Ecology and distributionNatural Habitat
A mostly solitary tree dispersed in open country, savannah, gallery forest, along coastal areas, in the understorey of dry forests, in dry woodlands, or on riverbanks. X. americana is drought resistant.
Native : Angola, Argentina, Australia, Benin, Bolivia, Botswana, Brazil, Burkina Faso, Burundi, Cameroon, Chad, Chile, Colombia, Cote d'Ivoire, Democratic Republic of Congo, Ecuador, Eritrea, Ethiopia, French Guiana, Gambia, Ghana, Guadeloupe, Guinea, Guinea-Bissau, Guyana, Honduras, India, Kenya, Liberia, Mali, Mexico, Mozambique, Namibia, New Zealand, Nicaragua, Nigeria, Panama, Paraguay, Peru, Rwanda, Senegal, Sierra Leone, Somalia, South Africa, Sudan, Surinam, Tanzania, Togo, Uganda, United States of America, Uruguay, Venezuela, Zambia, Zimbabwe
Biophysical limitsAltitude: 0-2000 m, Mean annual temperature: 14-30 deg. C, Mean annual rainfall: 300-1250 mm Soil type: Often poor and dry, including clays, clay loam, loamy sands, sandy clay loam and sands.

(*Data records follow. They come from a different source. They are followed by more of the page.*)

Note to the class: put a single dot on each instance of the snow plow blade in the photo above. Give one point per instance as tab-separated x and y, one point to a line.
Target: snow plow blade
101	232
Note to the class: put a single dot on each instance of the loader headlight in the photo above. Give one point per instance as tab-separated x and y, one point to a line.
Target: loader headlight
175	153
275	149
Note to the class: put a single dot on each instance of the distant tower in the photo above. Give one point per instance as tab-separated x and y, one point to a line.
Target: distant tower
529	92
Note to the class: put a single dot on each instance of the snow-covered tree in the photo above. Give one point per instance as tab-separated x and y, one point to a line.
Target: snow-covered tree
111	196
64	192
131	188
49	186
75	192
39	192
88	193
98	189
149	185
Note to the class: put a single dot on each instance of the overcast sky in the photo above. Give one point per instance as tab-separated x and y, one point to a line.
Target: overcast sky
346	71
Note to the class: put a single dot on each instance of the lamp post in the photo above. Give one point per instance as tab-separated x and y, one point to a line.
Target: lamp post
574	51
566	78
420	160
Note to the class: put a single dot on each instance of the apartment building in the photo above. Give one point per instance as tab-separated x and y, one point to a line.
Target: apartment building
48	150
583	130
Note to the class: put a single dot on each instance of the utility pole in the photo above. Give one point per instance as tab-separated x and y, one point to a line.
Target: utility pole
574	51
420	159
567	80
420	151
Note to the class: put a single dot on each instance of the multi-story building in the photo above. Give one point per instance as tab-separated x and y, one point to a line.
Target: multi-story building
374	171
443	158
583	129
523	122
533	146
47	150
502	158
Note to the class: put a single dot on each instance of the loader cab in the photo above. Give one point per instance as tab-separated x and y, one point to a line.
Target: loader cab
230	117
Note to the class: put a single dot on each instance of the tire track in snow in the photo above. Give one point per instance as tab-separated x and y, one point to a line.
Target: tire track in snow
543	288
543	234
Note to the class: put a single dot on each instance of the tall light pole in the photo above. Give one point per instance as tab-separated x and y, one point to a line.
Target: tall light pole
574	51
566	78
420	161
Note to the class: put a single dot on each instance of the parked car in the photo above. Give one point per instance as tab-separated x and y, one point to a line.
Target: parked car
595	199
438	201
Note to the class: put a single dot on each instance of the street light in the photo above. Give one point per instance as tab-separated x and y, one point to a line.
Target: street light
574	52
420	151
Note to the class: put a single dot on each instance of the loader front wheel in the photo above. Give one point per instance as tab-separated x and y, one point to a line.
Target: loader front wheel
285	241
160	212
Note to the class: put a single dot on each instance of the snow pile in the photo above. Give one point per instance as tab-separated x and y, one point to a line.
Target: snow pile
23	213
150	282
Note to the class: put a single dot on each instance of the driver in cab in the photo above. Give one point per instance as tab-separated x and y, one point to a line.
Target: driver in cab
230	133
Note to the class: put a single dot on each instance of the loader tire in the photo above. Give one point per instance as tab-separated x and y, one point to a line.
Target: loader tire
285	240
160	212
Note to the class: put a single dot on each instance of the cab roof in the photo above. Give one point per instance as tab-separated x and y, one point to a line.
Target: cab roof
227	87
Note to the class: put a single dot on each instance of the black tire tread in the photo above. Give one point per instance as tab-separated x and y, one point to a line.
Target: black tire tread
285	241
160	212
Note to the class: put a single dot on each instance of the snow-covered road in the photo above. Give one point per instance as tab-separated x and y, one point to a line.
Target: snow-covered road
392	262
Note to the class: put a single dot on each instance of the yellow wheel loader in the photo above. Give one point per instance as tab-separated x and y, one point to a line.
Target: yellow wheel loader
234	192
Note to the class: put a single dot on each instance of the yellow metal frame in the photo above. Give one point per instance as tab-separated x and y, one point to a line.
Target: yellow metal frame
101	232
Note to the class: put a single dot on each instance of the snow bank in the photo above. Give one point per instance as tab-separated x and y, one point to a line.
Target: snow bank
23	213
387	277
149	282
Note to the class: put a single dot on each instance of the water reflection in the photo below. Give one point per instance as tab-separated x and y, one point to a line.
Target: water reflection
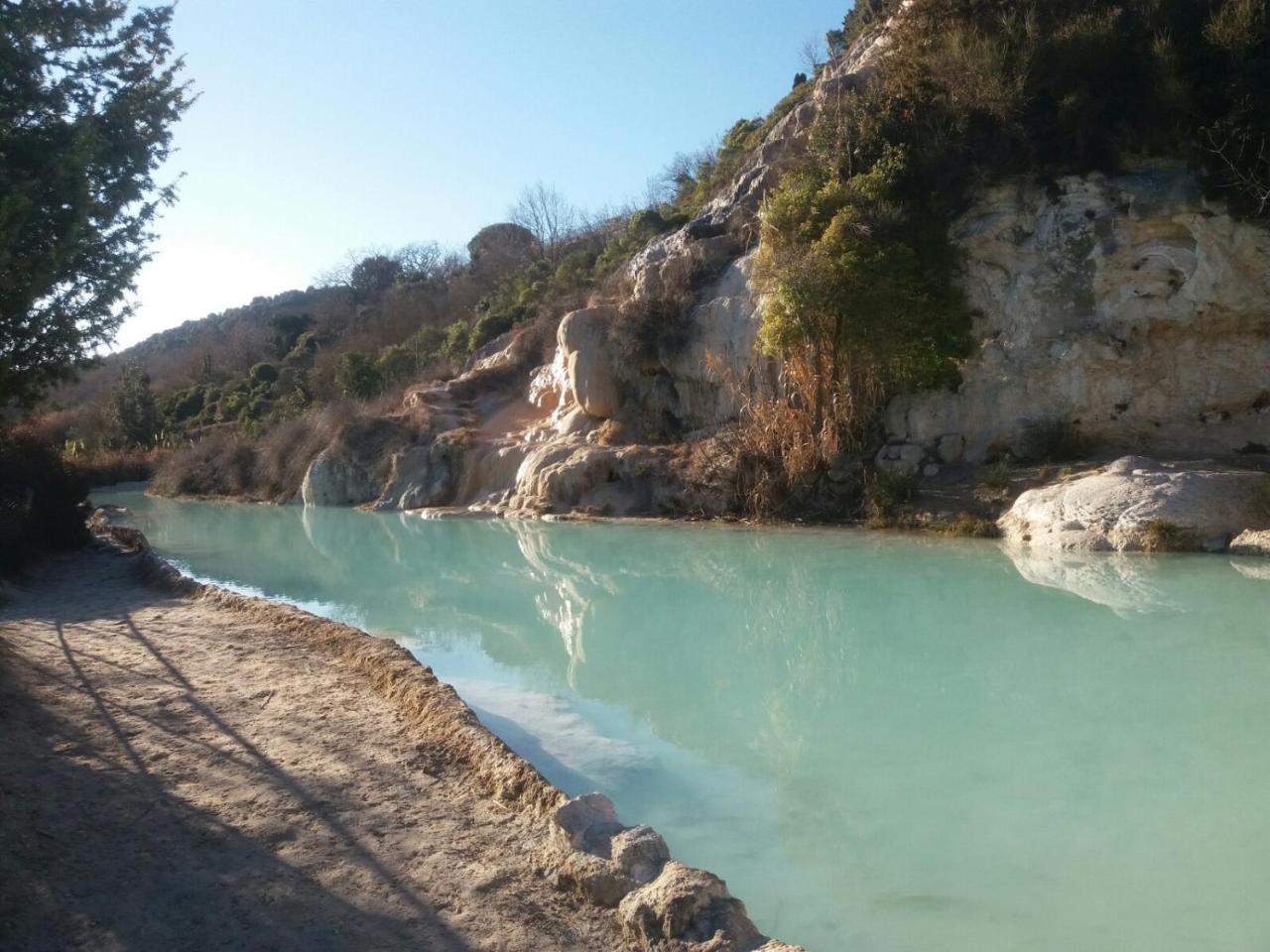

The species flowers and its fruit ripens throughout the year; flowering and fruiting periods do not seem to be governed by climatic regimes. Fruits are dispersed by animals.
Propagation and managementPropagation methodsSeed and cuttings. The tree regenerates naturally from seed and coppice. Fresh seed should be sown for good germination.
For life fence purposes, trimming is necessary. Coppicing is also a recommended practice.
Seed storage behaviour is recalcitrant. There are 1400 seeds/kg.
Functional usesProductsFood: The fruits, as well as being pleasant to eat raw, can be used to make juice, jams and jellies, or an intoxicating drink. The pulp of seed and fruit contains hydrocyanic acid, and it is advisable not to chew the seed. Kernel oil is used as a vegetable butter and as a ghee substitute. Young leaves are edible after thorough cooking. Fuel: Firewood and charcoal are the chief uses of the wood, because the trunk is usually too small to make it useful for timber. Tannin or dyestuff: Bark is used for tanning; it contains approximately 17% tannin, which gives leather a reddish colour. Roots also used in tanning. Bark is used to strengthen indigo dyes. Lipids: The fruit yields up to 67.4% oil from the seed that has been used as a body and hair oil. The oil is not edible, and the presence of a rubberlike substance excludes it from many industrial uses. Essential oil: Heartwood contains an essential oil used for fumigation. The flowers have an essential oil that could be a good substitute for orange blossom. Alcohol: In South Africa, the fruits have been used to make a kind of beer. Poison: Sambunigrine has been identified as the main cyanogenetic principle in the plant. Leaves at 100 ppm cause 100% mortality of Bulinus globus, the vector in the transmission of schistosomiasis. Bark and crushed fruit rind are applied to sores on domestic animals and to keep off fleas. Medicine: Leaves and twigs are used for fevers, colds, as a mouthwash for toothache, as a laxative and an eye lotion. Leaves are used for headaches, angina, and as a poison antidote. Roots treat skin problems, headaches, leprosy, haemorrhoids, sexually transmitted diseases, guinea worm, sleeping sickness, oedema, and act as an antidote to poison. The fruit is useful in treating habitual constipation. The bark is used in decoction, dried or powdered as a cicatrisant and applied to skin ulcers; it is put on the head for febrile headache, placed in bath water for sick children, and used for kidney and heart complaints. The fruit eaten in large quantities acts as a vermifuge. A decoction of the roots or fruits is used to treat dysentery in calves. Other products: The seed contains a non-drying oil suitable for soap manufacture and lubrication.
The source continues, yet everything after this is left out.